As cancer screening methods and detection rates for common cancers such as breast and colorectal cancer continue to improve, many primary care physicians will likely care for cancer patients being treated with VEGF inhibitors. These physicians and other healthcare providers will be asked to help manage their patients' hypertension and other comorbidities. It is imperative that these clinicians be familiar with the fact that hypertension can be induced by VEGF inhibitors. The currently recommended management of VEGF-induced hypertension is similar to the management of hypertension outlined in the JNC 7 guidelines. However, baseline BP measurement should be performed prior to administering any VEGF inhibitor, and elevated BP should be treated if it is not in the normotensive ranges recommended by the JNC 7 criteria. All patients should have careful BP monitoring during treatment, and aggressive BP treatment should be instituted when increases in BP are noted. Monitoring should be continued after treatment completion in those patients who have increased BP during treatment until the BP normalizes [41]. Treatment selections include ACE inhibitors and calcium channel blockers, but that decision should be made on the basis of individual patients' characteristics, the type of VEGF agent used, and other coexisting comorbidities. Those patients with undiagnosed hypertension at baseline should be diagnosed and treated appropriately before VEGF-inhibitor therapy is initiated.

As research continues to seek newer, more effective classes of pharmaceuticals to treat cancer, other harmful side effects like hypertension may be discovered. Careful reporting of adverse events is needed so that treatment-associated events can be recognized and promptly addressed with appropriate interventions so that oncologic interventions can be administered safely.

VEGF inhibitors utilized in oncologic care in the United States include bevacizumab (Avastin), sorafenib (Nexavar), sunitinib (Sutent), nilotinib (Tasigna), pazopanib (Votrient), and dasatinib (Sprycel).

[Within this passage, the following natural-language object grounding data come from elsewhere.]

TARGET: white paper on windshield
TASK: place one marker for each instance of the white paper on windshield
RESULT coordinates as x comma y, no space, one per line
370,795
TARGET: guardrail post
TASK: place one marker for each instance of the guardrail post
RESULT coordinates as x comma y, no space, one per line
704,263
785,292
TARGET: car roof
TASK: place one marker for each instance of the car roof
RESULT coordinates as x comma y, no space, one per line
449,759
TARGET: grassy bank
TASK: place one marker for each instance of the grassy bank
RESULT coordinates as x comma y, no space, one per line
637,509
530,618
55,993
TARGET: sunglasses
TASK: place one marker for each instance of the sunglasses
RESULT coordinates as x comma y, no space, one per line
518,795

VEGF inhibitors frequently increase BP readings during treatment.

Patients with hypertension and other cardiac comorbidities should be carefully assessed prior to initiating treatment with VEGF inhibitors.

Baseline BP readings should be taken prior to VEGF inhibitor treatment, and those patients with prehypertension and undiagnosed hypertension should be started on appropriate anti-hypertensive management.

Patients with uncontrolled hypertension prior to initiating treatment with VEGF inhibitors should undergo appropriate evaluation and treatment so that BP control is achieved.

At this time, the JNC 7 guidelines for diagnosis and management of hypertension are appropriate for VEGF-induced hypertension.

ACE inhibitors and calcium channel blockers have been utilized to manage VEGF-induced hypertension. However, no significant evidence exists to support these selections, and, therefore, hypertension treatment selections should be made on the basis of JNC 7 recommendations.

Multiple antihypertensives may be necessary for some patients with VEGF-induced hypertension.

Posttreatment (no longer being treated with a VEGF agent) monitoring may be necessary for those patients who develop hypertension while on treatment.

Treatment should be discontinued in patients who develop malignant hypertension.

Treatment should be discontinued in patients who develop severe hypertension until appropriate hypertension management is attained.

Some VEGF inhibitors can prolong the QTc interval. Periodic ECG monitoring is required in patients with a history of, or who are at risk of, prolonged QT interval syndrome (those patients with electrolyte abnormalities or those patients on multiple medications that can induce or inhibit VEGF inhibitors).

Because some VEGF inhibitors can cause fluid retention in patients, assessment of cardiopulmonary function is required.